To do less would just be dishonest. Australia must not replicate the mistakes made in England and the way to do that is to learn very carefully from their experience. No centralised system should be contemplated without good answers to all the issues raised in this evaluation.
The evaluation full report is available here:
Mandatory weekend reading!
(And before anyone feels the need to tell me about them, yes, I am aware of some simpler models that are apparently working better – but still with significant issues – in Scotland and Wales).
David.
This is a major paper, and its results should be read by all interested in national ehealth.
ReplyDeleteYes the BMJ paper is long, and the full report even longer. But here is the summary point everyone needs to know:
"an SCR was accessed in 4% of all [primary care]
encounters and in 21% of encounters where one was available"
In other words, the summary record has a limited (but no doubt important) use case. It is not of universal (or even near universal) benefit.
If the SCR is understood to be only 1 e-health service amongst many, not the overall goal of any national service, and if it is built because it is the highest priority service, well and good. But too often the thinking seems to be
1 - We need a national EHR
2 - That's too hard and risky and expensive so
3 - Lets start smaller
4 - Hey how about a summary EHR? That seems like a mini EHR and I'm sure we can do that ...
5 - We need a national summary EHR
There are many other e-health services that we could implement nationally, and some of them are bound to have a higher ROI and higher clinical utility. Amongst my list there are; electronic discharge summaries, e-prescribing, test results (order and receive), and HIE (sharing access to records across the silos).
In fact, the list was part of the first COAG business case. If we get a national HIE like system out of the current system, that supports some of those services, brilliant. If the thinking collapses to just delivering an SCR, then this paper is an alarm bell to those doing the planning ... time to look at that old COAG document again.
The sad part is that we have standards in place to achieve all those base level services.
ReplyDeleteThe quality and compliance is often low and as a result the interoperability poor.
There is no incentive by large vendors to achieve interoperability as they can demonstrate their own products interoperating using proprietary messages and use that to try and capture more of the market.

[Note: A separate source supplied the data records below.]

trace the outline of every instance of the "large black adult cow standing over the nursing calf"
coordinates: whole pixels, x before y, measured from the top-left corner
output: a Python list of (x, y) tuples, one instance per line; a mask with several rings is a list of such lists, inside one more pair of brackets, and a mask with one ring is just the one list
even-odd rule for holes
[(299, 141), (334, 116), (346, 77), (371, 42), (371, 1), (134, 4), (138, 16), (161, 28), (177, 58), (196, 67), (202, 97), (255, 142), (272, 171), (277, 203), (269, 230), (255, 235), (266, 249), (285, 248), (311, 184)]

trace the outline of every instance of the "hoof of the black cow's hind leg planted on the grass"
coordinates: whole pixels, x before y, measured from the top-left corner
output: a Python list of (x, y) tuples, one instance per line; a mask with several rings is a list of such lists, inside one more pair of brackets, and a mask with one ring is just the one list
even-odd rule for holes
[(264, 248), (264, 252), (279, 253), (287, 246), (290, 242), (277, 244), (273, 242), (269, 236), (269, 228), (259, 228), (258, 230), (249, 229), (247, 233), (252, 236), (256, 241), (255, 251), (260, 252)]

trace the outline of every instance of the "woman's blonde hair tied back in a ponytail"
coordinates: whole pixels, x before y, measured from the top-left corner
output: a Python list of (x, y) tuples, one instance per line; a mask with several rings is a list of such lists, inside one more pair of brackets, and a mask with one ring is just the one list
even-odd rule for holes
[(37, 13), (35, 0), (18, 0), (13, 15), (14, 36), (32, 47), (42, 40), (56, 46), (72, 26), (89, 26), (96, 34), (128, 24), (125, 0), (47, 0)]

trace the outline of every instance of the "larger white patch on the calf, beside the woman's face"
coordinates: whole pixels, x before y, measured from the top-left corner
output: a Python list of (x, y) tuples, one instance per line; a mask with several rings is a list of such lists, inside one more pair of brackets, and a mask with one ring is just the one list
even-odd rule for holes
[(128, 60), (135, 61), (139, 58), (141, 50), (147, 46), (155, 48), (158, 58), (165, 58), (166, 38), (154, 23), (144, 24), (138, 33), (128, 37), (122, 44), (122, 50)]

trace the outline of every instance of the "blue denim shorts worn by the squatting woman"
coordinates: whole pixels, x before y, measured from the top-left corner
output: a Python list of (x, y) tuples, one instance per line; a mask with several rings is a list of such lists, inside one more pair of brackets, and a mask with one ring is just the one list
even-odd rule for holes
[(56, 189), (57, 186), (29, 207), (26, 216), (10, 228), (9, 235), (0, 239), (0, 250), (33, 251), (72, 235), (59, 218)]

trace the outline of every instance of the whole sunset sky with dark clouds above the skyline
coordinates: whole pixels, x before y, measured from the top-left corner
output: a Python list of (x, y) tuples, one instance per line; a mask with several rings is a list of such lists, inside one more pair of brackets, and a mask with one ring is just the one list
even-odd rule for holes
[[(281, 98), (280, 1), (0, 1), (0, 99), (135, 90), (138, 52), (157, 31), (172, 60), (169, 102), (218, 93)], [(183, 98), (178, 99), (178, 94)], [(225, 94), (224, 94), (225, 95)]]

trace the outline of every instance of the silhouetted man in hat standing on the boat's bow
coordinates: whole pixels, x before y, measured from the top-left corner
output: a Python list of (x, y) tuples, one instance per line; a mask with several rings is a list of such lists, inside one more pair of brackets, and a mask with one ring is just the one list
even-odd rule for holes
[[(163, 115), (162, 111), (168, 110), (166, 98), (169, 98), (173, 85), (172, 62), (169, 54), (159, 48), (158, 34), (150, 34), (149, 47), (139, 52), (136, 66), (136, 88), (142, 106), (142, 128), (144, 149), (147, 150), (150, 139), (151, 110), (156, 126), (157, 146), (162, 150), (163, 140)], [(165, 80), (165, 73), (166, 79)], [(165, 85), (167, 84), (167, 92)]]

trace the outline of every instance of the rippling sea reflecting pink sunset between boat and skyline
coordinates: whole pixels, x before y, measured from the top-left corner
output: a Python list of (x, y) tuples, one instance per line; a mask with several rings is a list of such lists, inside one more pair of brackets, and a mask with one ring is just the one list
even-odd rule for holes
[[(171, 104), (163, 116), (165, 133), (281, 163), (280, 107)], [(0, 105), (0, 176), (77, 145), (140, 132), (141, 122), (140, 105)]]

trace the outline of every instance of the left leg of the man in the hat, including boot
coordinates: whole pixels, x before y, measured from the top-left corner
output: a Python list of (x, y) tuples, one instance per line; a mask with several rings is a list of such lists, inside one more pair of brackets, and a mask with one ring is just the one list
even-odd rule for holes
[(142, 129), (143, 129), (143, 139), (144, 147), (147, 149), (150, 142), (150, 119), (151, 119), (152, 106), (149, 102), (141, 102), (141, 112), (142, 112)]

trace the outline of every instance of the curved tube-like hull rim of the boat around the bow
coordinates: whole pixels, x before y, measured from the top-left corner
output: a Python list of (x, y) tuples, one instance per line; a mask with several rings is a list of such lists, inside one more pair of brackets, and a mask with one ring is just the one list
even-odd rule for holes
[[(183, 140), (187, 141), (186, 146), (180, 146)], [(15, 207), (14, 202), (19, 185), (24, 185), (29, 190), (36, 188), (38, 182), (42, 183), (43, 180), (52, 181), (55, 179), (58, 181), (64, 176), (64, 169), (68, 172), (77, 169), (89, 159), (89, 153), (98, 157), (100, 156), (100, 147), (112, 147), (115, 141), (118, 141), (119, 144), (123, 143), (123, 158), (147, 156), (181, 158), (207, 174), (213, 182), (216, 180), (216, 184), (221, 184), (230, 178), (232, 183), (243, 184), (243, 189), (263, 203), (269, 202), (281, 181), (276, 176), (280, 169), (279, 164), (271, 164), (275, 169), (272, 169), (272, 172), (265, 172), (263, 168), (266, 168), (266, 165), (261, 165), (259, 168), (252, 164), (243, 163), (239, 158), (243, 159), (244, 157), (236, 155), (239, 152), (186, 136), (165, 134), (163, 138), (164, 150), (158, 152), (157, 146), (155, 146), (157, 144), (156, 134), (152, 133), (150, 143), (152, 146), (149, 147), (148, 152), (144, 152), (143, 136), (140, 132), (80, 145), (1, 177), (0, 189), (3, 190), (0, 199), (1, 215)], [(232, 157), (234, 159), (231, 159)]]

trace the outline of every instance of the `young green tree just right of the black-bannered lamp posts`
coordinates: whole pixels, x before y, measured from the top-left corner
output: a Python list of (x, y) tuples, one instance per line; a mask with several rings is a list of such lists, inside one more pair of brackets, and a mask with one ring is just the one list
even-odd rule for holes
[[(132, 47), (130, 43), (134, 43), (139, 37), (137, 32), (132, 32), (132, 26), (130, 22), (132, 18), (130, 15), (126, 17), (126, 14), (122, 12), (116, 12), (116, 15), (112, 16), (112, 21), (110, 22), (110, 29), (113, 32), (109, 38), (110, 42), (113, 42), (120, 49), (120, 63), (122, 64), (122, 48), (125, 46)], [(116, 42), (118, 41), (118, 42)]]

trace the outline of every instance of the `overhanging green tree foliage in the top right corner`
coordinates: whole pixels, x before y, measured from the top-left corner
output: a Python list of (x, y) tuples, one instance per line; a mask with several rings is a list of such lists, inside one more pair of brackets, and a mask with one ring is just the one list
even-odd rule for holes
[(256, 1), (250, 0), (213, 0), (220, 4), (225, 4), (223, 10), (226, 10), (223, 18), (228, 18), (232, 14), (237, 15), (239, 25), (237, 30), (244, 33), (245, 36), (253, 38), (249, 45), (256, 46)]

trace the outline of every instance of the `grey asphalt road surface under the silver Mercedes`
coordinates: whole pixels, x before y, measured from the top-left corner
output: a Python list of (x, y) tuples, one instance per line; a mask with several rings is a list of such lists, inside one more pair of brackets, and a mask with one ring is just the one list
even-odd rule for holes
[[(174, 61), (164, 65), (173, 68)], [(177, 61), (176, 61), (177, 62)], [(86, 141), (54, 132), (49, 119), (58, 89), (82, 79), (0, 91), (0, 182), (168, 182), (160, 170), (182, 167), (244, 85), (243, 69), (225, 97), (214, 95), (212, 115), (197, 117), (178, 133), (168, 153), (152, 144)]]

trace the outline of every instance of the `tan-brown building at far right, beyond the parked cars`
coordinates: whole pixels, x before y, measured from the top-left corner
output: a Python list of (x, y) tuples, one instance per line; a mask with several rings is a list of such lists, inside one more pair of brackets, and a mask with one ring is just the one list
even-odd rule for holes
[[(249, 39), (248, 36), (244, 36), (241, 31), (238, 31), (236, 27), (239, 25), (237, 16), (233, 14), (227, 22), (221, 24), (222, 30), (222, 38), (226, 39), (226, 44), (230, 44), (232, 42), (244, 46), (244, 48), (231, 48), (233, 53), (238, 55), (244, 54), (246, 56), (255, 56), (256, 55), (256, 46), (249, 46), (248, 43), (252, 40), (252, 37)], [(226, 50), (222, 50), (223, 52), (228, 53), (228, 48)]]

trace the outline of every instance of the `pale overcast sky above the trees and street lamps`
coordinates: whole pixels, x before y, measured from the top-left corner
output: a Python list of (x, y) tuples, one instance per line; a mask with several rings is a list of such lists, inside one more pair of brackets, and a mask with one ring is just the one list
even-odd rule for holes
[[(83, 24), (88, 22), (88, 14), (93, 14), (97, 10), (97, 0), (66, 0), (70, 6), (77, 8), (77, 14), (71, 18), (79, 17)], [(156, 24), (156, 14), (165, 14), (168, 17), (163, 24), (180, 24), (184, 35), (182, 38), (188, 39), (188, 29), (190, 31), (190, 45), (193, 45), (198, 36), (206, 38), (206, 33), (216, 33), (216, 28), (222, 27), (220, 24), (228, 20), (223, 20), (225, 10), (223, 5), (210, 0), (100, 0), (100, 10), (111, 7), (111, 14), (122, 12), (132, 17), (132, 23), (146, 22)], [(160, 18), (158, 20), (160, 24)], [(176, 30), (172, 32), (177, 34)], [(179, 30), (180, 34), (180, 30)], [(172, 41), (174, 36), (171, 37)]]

It is rare to be able to get a complaint HL7 message out of a pms system in Australia!! They of course can send to other instance of their system.

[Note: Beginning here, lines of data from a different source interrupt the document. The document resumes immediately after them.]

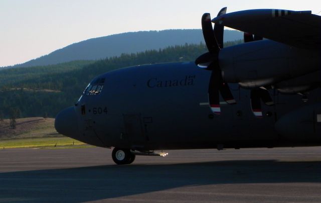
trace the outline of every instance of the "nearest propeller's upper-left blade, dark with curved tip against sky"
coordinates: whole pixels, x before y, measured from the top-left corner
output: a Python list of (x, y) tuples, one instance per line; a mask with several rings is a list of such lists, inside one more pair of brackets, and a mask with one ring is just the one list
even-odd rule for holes
[(207, 49), (210, 53), (217, 53), (219, 47), (214, 37), (214, 31), (211, 22), (211, 15), (205, 13), (202, 16), (202, 31)]

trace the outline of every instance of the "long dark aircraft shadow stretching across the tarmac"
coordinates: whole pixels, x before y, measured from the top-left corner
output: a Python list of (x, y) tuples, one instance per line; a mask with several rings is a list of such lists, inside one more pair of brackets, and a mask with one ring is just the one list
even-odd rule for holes
[[(321, 162), (213, 161), (0, 173), (0, 201), (92, 201), (183, 186), (321, 182)], [(13, 198), (14, 197), (14, 198)]]

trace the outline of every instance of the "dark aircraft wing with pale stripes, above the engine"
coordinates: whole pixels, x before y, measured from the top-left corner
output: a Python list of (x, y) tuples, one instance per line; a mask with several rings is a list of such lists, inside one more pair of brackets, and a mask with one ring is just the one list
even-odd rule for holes
[(226, 27), (303, 49), (321, 49), (321, 16), (311, 11), (258, 9), (218, 16)]

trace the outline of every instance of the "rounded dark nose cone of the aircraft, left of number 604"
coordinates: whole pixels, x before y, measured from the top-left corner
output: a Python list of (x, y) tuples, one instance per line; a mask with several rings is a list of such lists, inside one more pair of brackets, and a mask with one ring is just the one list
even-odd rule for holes
[(74, 107), (61, 111), (55, 119), (55, 129), (58, 133), (77, 139), (78, 124)]

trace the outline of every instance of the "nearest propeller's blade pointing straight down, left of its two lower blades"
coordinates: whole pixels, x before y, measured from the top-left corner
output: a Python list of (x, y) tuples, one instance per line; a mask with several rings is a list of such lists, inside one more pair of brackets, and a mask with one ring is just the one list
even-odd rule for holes
[[(212, 63), (210, 66), (214, 66)], [(221, 114), (220, 108), (220, 94), (219, 94), (219, 86), (220, 86), (220, 70), (218, 68), (212, 67), (213, 71), (211, 73), (208, 96), (209, 96), (209, 104), (211, 111), (216, 114)]]

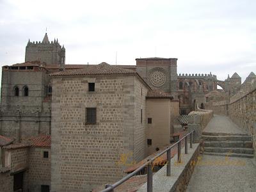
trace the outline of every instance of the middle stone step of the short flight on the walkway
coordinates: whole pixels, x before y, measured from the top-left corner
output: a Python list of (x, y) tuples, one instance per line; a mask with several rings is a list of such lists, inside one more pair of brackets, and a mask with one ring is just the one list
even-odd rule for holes
[(205, 141), (204, 147), (243, 147), (252, 148), (252, 141)]

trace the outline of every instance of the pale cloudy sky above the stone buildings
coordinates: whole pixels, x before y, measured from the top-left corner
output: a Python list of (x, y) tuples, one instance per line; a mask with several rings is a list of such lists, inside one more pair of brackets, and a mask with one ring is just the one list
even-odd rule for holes
[(0, 0), (0, 65), (24, 61), (25, 47), (58, 38), (66, 63), (178, 58), (179, 73), (256, 72), (255, 0)]

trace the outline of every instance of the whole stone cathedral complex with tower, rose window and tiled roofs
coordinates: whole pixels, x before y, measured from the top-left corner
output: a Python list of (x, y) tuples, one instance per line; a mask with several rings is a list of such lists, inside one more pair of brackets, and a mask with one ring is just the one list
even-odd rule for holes
[(115, 182), (124, 175), (122, 157), (138, 162), (170, 144), (180, 114), (240, 86), (238, 74), (225, 81), (211, 73), (178, 76), (176, 58), (68, 65), (65, 48), (45, 34), (28, 42), (25, 63), (3, 66), (0, 184), (57, 192)]

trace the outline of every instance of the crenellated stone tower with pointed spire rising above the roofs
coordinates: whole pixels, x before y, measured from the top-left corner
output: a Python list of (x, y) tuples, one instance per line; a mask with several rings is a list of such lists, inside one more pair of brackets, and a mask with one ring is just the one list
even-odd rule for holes
[(61, 65), (65, 64), (65, 48), (58, 42), (49, 42), (47, 33), (45, 33), (42, 42), (30, 42), (26, 46), (25, 62), (27, 61), (42, 61), (47, 64)]

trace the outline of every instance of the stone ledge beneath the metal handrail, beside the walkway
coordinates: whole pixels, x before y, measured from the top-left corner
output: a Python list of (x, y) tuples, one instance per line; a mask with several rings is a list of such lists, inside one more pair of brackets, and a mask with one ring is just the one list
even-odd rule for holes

eHealth is a stack of functionality and the prizes only come from the top levels of the stack. We are seeing attempts to build the top layers without any effort to make sure the supporting layers work.

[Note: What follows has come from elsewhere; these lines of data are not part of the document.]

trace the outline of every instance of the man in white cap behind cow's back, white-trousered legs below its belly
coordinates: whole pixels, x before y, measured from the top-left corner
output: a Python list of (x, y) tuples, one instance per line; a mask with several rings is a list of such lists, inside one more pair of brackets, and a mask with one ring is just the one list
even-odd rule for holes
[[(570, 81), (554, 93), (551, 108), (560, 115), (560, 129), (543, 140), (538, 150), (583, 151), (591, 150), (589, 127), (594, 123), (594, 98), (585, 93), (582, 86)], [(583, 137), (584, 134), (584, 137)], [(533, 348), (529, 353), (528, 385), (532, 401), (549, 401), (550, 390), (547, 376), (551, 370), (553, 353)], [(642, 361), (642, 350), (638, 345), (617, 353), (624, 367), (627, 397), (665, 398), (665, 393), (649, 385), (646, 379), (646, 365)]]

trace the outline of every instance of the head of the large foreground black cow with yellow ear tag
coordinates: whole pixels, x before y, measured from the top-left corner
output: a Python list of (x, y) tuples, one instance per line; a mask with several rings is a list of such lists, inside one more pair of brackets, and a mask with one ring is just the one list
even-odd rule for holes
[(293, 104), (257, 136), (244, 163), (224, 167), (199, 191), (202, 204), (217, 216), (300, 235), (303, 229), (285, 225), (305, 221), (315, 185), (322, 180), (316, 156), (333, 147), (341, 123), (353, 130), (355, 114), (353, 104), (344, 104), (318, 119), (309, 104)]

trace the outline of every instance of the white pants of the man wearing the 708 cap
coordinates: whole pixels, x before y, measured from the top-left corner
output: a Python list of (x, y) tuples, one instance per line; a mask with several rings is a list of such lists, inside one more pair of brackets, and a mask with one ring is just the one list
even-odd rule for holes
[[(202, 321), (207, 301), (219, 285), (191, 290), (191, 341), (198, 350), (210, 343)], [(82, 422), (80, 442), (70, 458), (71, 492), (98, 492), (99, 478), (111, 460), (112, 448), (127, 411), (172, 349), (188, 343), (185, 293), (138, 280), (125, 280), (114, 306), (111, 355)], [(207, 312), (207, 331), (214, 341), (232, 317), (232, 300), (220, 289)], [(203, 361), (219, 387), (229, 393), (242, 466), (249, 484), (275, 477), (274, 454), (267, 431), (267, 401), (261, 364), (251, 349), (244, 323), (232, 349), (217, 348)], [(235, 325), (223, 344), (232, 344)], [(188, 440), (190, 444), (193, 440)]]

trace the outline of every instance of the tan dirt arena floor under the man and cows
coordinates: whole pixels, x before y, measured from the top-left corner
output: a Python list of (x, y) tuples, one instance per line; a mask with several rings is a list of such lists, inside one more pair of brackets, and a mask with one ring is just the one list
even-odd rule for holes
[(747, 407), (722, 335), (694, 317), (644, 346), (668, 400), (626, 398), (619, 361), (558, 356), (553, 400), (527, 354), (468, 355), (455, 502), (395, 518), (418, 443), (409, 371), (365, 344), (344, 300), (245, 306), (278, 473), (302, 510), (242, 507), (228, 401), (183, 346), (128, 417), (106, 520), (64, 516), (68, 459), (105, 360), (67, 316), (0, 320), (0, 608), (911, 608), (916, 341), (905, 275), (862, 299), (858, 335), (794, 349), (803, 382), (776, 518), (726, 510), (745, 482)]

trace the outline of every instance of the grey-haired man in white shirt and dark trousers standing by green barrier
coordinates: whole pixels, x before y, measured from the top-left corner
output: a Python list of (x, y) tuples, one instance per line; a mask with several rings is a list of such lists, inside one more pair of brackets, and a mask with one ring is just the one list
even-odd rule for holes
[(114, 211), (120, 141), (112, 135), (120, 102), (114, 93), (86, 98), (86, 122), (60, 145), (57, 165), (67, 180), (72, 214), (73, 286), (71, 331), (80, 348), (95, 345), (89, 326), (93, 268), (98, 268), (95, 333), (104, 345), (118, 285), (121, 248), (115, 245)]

Its like complaining the web site is not working when you have failed to plug in the network cable. I am sure ISP support sees this problem frequently. The wonder of the internet is built on physical cables, low level protocols, http, html and javascript standards etc etc. It only in the last 5 years, with the compliance of browsers wrt html, CSS and javascript standards improving that we have seen the appearance of rich internet applications.
In order to encourage the appearance of rich eHealth applications we need compliance with HL7 standards and solid PKI infrastructure etc etc. There is no way the HL7 v2 infrastructure is going away any time soon and the best option is to make that solid and complaint. That would then enable messaging interoperability and we could make a start on semantics. After this is in place then we could create person controlled records that worked.
To ignore the low levels of the eHealth stack suggests a basic lack of understanding of the problem space. This is not "sexy" to government, but continual failure is the price we continue to pay for management by people who are out of their depth.
Andrew, never was a truer word writ: "but continual failure is the price we continue to pay for management by people who are out of their depth".